The jobless rate in Germany is up for the 11th successive month. Chancellor Schröder will find it hard to fulfil his campaign promise to cut unemployment to 3.5 million.
Jobless people waiting outside Berlin's unemployment office
Thursday's news from Germany's Federal Labor Office was far from pleasant for the German government. Labor Office President Bernhard Jagoda announced the latest unemployment figures for the country: in November, the jobless rate was at 9.5 % in Germany. Some 3.789 million Germans were without a job - 17,000 more than in October.
Jagoda fears unemployment will exceed four million during the winter. That would cause a major headache for German chancellor Gerhard Schröder. He had made cutting unemployment to 3.5 million the focus of his government policy.
Further job cuts ahead
Jagoda's prediction for the upcoming months is founded on recent economic data showing that growth in Germany is slowing. Last month, statistics showed that GDP shrank 0.1 % in the third quarter of 2001 against the second quarter.
Some blue-chip companies like BASF, Siemens, Bayer and Deutsche Bank have already announced massive job cuts. Germany's Lufthansa airline recently had to introduce a radical short-time working plan for its 12,000 flight attendants to prevent lay-offs.
Opposition: "Wake up, Mister Schröder."
Germany's main opposition party, the conservative Christian Democratic Party, has been quick to attack Schröder's record on the economy. The party's general secretary Laurenz Meyer urged the government to "improve the conditions for firms and make it easier to hire people."
Employers in Germany sometimes shy away from hiring new people because of the country's strict labor laws. Once a company hires a person, these laws make it difficult to fire him or her. In addition, businesses have to pay high amounts into Germany's social security and health insurance system for each employee.

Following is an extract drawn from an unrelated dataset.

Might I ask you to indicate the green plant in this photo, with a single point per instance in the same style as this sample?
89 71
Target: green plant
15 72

Chancellor Schröder has already ruled out making the job market more flexible. He says making it easier for companies to fire people would increase insecurity.
Analysts not pessimistic
Most analysts, however, aren't alarmed by Germany's November jobless figures. Manuela Preuschl of Deutsche Bank told Reuters "The November seasonally adjusted figure was much better than we expected."
Preuschl sees a slowdown in the rise of unemployment. However she does not think this marks the start of a turnaround for the German economy. "I think we won't see any real improvement until the end of next year or even the start of 2003," Preuschl says.